On Mon, Aug 03, 2020 at 09:45:32PM -0700, Andi Kleen wrote:
Why is that? Both .text and .text.hot have alignment of 2^4 (default function alignment on x86) by default, so it doesn't seem like it should matter for packing density. Avoiding interspersing cold text among
You may lose part of a cache line on each unit boundary. Linux has a lot of units, some of them small. All these bytes add up.
Separating out .text.unlikely, which isn't aligned, slightly _reduces_ this loss, but not by much -- just over 1K on a defconfig. More importantly, it moves cold code out of line (~320k on a defconfig), giving better code density for the hot code.
For .text and .text.hot, you lose the alignment padding on every function boundary, not unit boundary, because of the 16-byte alignment. Whether .text.hot and .text are arranged by translation unit or not makes no difference.
With *(.text.hot) *(.text) you get HHTT, with *(.text.hot .text) you get HTHT, but in both cases the individual chunks are already aligned to 16 bytes. If .text.hot _had_ different alignment requirements to .text, the HHTT should actually give better packing in general, I think.

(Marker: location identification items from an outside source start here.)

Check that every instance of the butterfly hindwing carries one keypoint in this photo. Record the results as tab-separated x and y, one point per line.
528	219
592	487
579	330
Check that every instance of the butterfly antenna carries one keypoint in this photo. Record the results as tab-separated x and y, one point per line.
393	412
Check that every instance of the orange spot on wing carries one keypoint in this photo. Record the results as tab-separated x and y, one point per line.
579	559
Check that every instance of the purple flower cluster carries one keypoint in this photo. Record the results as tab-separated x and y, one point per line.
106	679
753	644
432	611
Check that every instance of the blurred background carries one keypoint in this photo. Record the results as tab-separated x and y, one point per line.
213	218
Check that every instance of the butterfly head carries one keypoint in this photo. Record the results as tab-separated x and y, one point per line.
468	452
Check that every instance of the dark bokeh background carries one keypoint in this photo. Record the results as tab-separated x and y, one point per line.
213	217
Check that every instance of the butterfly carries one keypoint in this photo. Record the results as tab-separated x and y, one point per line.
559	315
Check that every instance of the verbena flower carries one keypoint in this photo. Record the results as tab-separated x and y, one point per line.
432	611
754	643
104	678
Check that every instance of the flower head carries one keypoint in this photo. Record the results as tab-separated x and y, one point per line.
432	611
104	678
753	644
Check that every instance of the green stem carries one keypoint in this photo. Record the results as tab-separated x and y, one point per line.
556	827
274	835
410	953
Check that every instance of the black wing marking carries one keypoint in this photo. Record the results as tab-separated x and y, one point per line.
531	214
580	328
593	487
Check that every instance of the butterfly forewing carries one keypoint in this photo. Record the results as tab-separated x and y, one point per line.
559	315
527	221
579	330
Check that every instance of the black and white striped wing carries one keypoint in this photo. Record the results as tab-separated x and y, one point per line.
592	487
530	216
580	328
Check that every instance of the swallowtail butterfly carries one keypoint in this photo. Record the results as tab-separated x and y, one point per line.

It's bad for TLB locality too. Sadly with all the fine grained protection changes the 2MB coverage is eroding anyways, but this makes it even worse.
Yes, that could be true for .text.hot, depending on whether the hot functions are called from all over the kernel (in which case putting them together ought to be better) or mostly from regular text within the unit in which they appeared (in which case it would be better together with that code).